Though hard to believe for some people, yellowjackets are very beneficial insects to have around. While preferring natural foods rich in sugar and carbohydrates such as wild fruits, plant juices and nectar, in addition to consuming insect-pests that are harmful to garden vegetables and orchard fruits, late summer and autumn is also a time when these species of wasps, as their diet changes, find themselves in frequent conflict with humans.
Anyone sipping on a soft drink, for example, or having a picnic, or filling up a hummingbird feeder with sweet sugar-water during these times of year, will undoubtedly have unwanted encounters with yellowjackets and hornets. These insects are as unyielding as they come when it comes to satiating their sweet tooth.
This can be extremely frustrating, and sometimes torturous if one such angry yellowjacket decides to sting.

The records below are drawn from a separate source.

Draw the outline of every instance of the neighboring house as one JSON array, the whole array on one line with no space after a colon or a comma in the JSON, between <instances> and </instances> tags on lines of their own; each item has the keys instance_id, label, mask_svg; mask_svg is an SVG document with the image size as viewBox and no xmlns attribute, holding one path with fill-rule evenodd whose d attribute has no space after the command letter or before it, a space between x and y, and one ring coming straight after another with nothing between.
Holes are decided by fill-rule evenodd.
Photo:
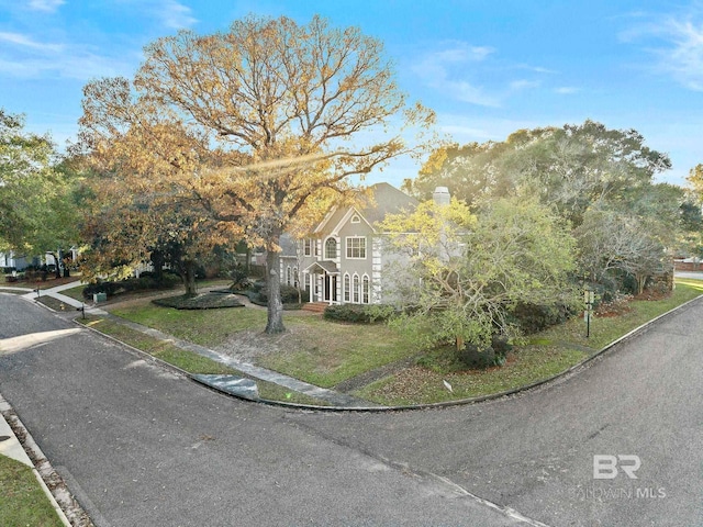
<instances>
[{"instance_id":1,"label":"neighboring house","mask_svg":"<svg viewBox=\"0 0 703 527\"><path fill-rule=\"evenodd\" d=\"M0 253L0 267L10 267L18 271L22 271L29 265L30 262L27 262L26 257L19 256L12 250L9 253Z\"/></svg>"},{"instance_id":2,"label":"neighboring house","mask_svg":"<svg viewBox=\"0 0 703 527\"><path fill-rule=\"evenodd\" d=\"M448 191L443 189L435 199L448 202ZM308 290L311 302L383 302L383 269L399 256L383 250L383 233L377 224L387 214L412 212L417 200L388 183L369 190L367 204L333 208L311 237L281 238L281 283Z\"/></svg>"}]
</instances>

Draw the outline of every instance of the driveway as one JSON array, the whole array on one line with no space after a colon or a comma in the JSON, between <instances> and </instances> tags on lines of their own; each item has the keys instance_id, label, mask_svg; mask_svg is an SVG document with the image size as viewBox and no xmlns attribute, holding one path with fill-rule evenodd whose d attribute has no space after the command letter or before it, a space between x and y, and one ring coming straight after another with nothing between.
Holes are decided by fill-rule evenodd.
<instances>
[{"instance_id":1,"label":"driveway","mask_svg":"<svg viewBox=\"0 0 703 527\"><path fill-rule=\"evenodd\" d=\"M0 338L75 327L0 310ZM702 317L694 303L569 379L442 411L243 403L87 330L0 352L0 392L99 526L703 525Z\"/></svg>"}]
</instances>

Unlike honeybees that are equipped with barbed stingers that detach from their abdomens after use and thus can be used only once (ultimately killing the insect), yellowjackets and hornets can sting multiple times with their smooth stingers that remain attached to their bodies - another not-so-comforting difference between wasps and bees.

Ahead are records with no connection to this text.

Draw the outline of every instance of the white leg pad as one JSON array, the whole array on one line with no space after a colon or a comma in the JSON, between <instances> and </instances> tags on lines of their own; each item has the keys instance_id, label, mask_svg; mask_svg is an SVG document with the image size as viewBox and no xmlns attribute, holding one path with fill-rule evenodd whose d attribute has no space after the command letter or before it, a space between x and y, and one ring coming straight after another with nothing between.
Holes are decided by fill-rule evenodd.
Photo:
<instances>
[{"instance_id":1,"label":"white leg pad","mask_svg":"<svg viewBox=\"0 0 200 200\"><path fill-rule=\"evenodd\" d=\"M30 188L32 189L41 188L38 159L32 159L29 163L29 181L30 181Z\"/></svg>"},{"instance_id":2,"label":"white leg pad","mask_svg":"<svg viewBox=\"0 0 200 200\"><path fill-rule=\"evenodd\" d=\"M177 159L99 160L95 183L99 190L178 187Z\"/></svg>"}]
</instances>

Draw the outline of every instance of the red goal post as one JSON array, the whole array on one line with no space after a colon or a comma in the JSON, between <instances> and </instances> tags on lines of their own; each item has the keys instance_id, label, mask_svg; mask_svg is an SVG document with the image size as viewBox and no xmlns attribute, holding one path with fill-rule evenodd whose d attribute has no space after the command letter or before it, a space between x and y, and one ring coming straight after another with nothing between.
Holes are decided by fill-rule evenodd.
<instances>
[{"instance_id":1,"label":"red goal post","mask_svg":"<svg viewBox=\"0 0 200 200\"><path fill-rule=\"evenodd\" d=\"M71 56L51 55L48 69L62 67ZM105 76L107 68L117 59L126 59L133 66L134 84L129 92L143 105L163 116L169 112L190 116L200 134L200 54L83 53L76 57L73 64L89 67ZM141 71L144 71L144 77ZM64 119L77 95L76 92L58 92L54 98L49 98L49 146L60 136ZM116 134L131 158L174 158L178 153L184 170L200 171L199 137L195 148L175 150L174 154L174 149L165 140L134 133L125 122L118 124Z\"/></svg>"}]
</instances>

Such as it is, certain precautions should be considered when working or playing around sites known to harbor yellowjackets and hornets. Be careful where you walk in the woods and be mindful where your feet are placed when navigating dense vegetation and woody undergrowth.
Because a swallowed yellowjacket or hornet may possibly lead to a stung throat, which could potentially become life threatening for some people, cans or bottles of soft drinks that are open and unattended should be inspected prior to drinking. Moreover, keep the lids of garbage receptacles closed tightly at all times. Once a food source is discovered, more and more yellowjackets and hornets will come for the bounty.

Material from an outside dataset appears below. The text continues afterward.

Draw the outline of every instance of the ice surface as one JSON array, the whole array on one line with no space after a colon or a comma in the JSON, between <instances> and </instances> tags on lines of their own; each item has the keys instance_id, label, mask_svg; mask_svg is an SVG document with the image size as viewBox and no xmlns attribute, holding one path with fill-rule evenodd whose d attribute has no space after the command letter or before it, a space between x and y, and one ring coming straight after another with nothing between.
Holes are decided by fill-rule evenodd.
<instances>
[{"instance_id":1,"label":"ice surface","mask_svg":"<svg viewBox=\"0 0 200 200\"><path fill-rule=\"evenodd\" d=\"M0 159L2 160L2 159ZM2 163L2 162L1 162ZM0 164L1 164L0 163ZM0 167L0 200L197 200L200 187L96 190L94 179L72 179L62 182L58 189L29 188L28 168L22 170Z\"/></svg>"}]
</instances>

Another very common relative of yellowjackets is the bald-faced hornet. If you feed hummingbirds, you probably have seen this insect at your feeders too. They're larger than yellowjackets and are mostly black in color with whitish markings. These are the species of hornet that construct the amazingly large football-shaped paper nests that hang from the branches of trees and large shrubs, and sometimes from buildings or other structures.
Bald-faced hornets are "mild" pollinators, because they do feed on the nectar of flowers from time to time. They mostly, however, feed on other insects such as flies. And like yellowjackets and other wasps, these species of hornets are colonial and, so, have a very distinct caste system.
The workers, which are infertile females, perform all the labor in the complex social system such as nest building, defending the colony, and food gathering. Queens are of course the egg-laying fertile females, while the drones are the fertile males.
Indeed, yellowjackets and hornets are beautiful insects. And while many of us don't especially care for cleaning their bodies from our hummingbird feeders, or trying to keep them from the feeders in the first place, I am nonetheless appreciative of these hard-working, attractive insects anyway. Yellowjackets and hornets, and others like them, are as interesting as they come as we get out and enjoy the great outdoors.